There is on ancient Celtic poem which reads;
He drew a ring which shut me out
Heretic, rebel, things to flout.
But Love and I had wit to win.
We drew a circle that took him in.
I might be misinterpreting the signs of the times here, but I think that as we move further into the 21st Century and the Information Age we are developing a new taste for drawing circles that shut people out. It is true that in this country at present we cannot publicly lynch people but we can rapidly turn people into Public Enemy Number One.
That's been difficult in the past week with Jimmy Savile and Jihadi John who cannot both have top/bottom spot at once. The one being dead and the other distant attention has turned to anybody who may have been in their 'circle'. So cameras are camped outside a random kind of house in London where Jihadi John once lived and Stoke Mandeville Hospital as if to capture the entrails of guilt that might not have been gathered up with their departure.

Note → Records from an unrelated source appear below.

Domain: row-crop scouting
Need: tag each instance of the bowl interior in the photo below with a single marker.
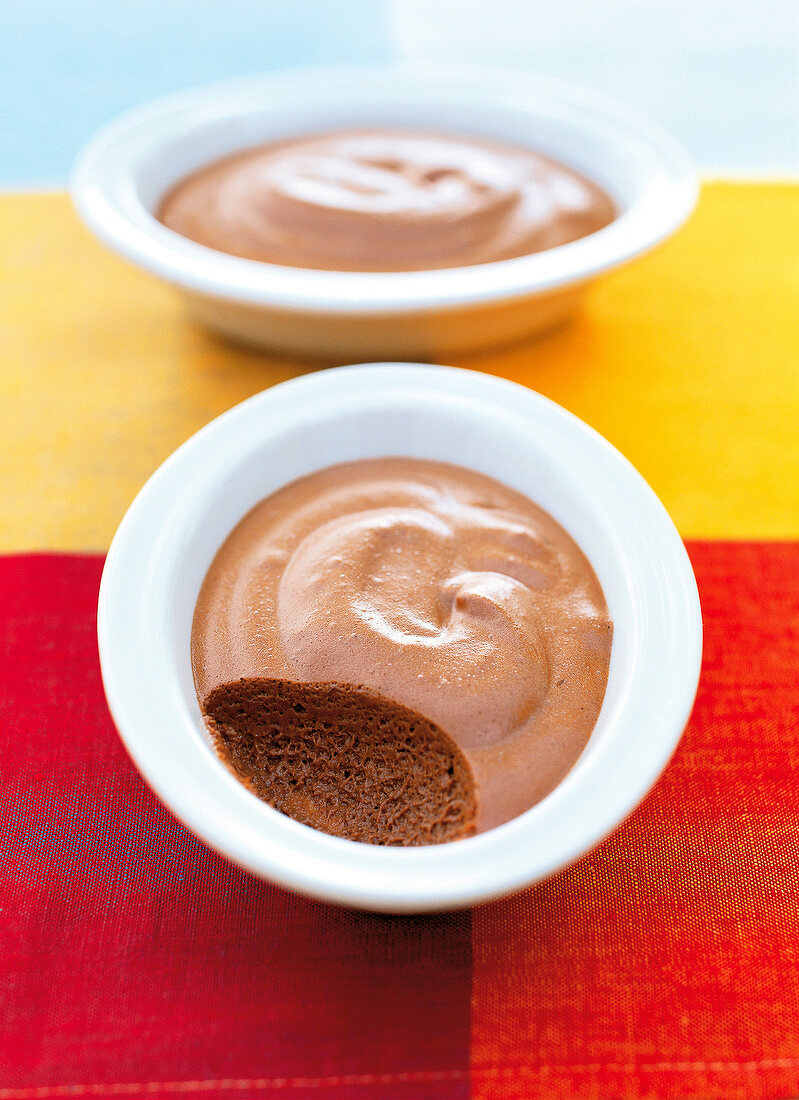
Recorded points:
(127, 168)
(586, 141)
(175, 526)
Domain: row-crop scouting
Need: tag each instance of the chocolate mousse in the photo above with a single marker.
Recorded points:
(400, 651)
(380, 200)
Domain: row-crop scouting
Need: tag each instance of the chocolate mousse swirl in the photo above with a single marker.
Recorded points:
(429, 585)
(385, 200)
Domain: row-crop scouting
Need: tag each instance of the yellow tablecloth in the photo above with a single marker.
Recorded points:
(687, 361)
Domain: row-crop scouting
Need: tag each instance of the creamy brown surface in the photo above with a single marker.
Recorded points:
(384, 200)
(431, 585)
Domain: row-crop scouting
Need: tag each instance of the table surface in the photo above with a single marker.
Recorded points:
(135, 961)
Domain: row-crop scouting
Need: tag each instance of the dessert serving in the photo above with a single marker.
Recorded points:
(382, 200)
(400, 651)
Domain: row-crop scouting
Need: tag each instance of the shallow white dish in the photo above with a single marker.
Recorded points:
(130, 164)
(174, 527)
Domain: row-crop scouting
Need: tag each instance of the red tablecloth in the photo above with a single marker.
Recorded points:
(133, 961)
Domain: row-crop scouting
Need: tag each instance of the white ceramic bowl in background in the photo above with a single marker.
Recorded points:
(174, 527)
(131, 163)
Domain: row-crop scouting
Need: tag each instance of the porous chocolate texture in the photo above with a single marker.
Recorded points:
(343, 760)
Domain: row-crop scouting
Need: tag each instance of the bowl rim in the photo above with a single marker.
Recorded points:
(214, 805)
(104, 195)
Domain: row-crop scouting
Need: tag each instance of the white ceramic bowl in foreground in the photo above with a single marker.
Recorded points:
(174, 527)
(122, 174)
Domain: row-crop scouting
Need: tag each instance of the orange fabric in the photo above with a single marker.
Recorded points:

To understand Jesus we have to understand that he became as despised and rejected as this. The circle was drawn with him outside, and by the super-righteous authorities and, eventually, the democratic shout of the crowd. It is not comfortable.
Yet what is more amazing is the way that God draws circles. Without any touch of irony or hypocrisy God could comfortably and justifiably draw a circle of holiness that leaves not just Mr Savile and JJ outside but their fellow-humans one and all too. Heaven had never had a human in it, let alone a former sinful being, and had been rocking along fine.
The story of Easter is that He drew a Circle of Love that included humans - sinful ones - in.